Un débat, mais pas trop

05-04-2017

C’était donc le grand débat, celui qui réunissait les 11 candidats, les 5 « grands » et les 6 « petits ». Plus ou moins connus, ces derniers étaient attendus dans le positionnement ou la posture politique qui est le leur. Crédités d’intentions de votes faibles, ils n’avaient rien à perdre et jouaient leur va-tout ; l’occasion était trop belle, unique, inédite depuis 1958. Et c’est ce qu’ils ont fait sur chacun des sujets proposés : comment créer des emplois ?, l’Europe, la sécurité, la moralisation de la vie politique et le service public.  

De débats, il n’y en eut pas vraiment – mais est-ce ce que les Français en attendaient variment un ? Parce qu’à 11 c’est impossible, parce que nous sommes en France, que la passion est là, l’incandescence empêchant la sérénité.

Alors essayons de regrouper les candidats par positionnement. 3 candidats sont inclassables. Jacques Cheminade (Solidarité et progrès) délivre un message incompréhensible, abscond, dans lequel nous comprenons que les marchés financiers nous ont dépossédés de notre souveraineté. C’est sa troisième candidature à l’Elysée ; elle a des airs dadaïstes.
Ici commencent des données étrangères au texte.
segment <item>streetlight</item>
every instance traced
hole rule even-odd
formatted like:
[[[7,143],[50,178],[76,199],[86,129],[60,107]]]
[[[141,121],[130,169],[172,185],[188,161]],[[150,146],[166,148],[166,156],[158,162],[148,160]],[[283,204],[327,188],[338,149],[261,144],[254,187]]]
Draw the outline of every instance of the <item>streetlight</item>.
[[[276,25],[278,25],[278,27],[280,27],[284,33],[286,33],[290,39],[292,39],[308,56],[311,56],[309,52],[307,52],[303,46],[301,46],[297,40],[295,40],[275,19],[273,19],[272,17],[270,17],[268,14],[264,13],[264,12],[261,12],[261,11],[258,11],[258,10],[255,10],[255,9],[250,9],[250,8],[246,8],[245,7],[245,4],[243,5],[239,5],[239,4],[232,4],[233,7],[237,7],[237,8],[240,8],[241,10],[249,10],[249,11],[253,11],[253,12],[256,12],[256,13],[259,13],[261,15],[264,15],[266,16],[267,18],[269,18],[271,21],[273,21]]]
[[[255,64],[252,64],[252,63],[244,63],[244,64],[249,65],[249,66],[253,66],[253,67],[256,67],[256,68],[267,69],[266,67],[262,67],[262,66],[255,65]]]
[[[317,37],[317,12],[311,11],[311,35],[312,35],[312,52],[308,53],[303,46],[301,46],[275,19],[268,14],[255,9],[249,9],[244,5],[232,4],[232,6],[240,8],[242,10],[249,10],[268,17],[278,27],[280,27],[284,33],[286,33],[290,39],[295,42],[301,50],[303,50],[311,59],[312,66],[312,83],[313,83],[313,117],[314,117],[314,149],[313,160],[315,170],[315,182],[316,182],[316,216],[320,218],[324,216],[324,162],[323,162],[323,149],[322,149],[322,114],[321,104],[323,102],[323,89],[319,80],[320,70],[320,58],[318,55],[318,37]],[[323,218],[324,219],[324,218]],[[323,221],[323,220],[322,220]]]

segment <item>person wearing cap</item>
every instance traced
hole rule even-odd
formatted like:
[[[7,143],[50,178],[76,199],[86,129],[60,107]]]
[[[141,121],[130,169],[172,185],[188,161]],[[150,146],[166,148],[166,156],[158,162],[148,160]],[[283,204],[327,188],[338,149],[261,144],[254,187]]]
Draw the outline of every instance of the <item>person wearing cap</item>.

François Asselineau (Union populaire républicaine) est inspecteur des finances. Il connaît par cœur les traités européens. Il est pour le « Frexit ». C’est tout son programme. C’est peut être le dernier des gaullistes. Enfin, il y a Jean Lassalle. Fils de berger, il est élu du Béarn, connu par son combat pour le respect de la nature et sa longue marche à pied de régions en régions. Son programme reste confus comme son expression. Malheureusement sa candidature de témoignage en pâtit. Dommage parce que l’homme dit de belles choses sur la nature humaine, sur la France et les Français.

Les antisystèmes sont 4 : de l’extrême gauche divisée en trois chapelles avec Nathalie Arthaud (Lutte ouvrière), Philippe Poutou (Nouveau parti anticapitaliste) et Jean-Luc Mélenchon (La France insoumise) à l’extrême-droite avec Marine Le Pen (Front national), les deux derniers déjà bien connus des électeurs.

Les 3 d’extrême-gauche – cela fait beaucoup en 2017 - rejettent l’organisation politique (il faut mettre fin à la Ve République pour Jean-Luc Mélenchon) et économique (rejet de l’économie de marché et un bouc-émissaire : les « capitalistes »). Si Arthaud et Poutou ne se cachent pas de souhaiter une révolution, Mélenchon prend des gants, mais son objectif est le même : redonner le pouvoir au peuple façon Commune de 1871. Des nostalgies politiques nourrissent explicitement leurs programmes, Mélenchon et Arthaud se disputant la référence à Marx.

Et puis 4 hommes - François Fillon, Emmanuel Macron, Benoit Hamon et Nicolas Dupont-Aignan – qui incarnent tous, plus ou moins, ce que détestent les 7 autres candidats : l’héritage de la culture de gouvernement, l’Europe et l’euro, la maîtrise des dépenses publiques et le remboursement de la dette, la compétitivité des entreprises et la liberté du travail. Un peu moins connu, Nicolas Dupont-Aignan, présent dans le paysage politique français depuis de nombreuses années et déjà candidat à l’élection présidentielle en 2012, est le challenger des 3 autres, crédité de 4% des intentions de vote.

Prétendre gouverner un pays comme la France ne s’improvise pas. En 2012, François Hollande, dont les soutiens socialistes n’avaient pas été au pouvoir depuis dix ans, mit de nombreux mois à prendre les rênes du pouvoir, improvisant le début de son quinquennat, pour ne pas dire toutes ses années à l’Elysée…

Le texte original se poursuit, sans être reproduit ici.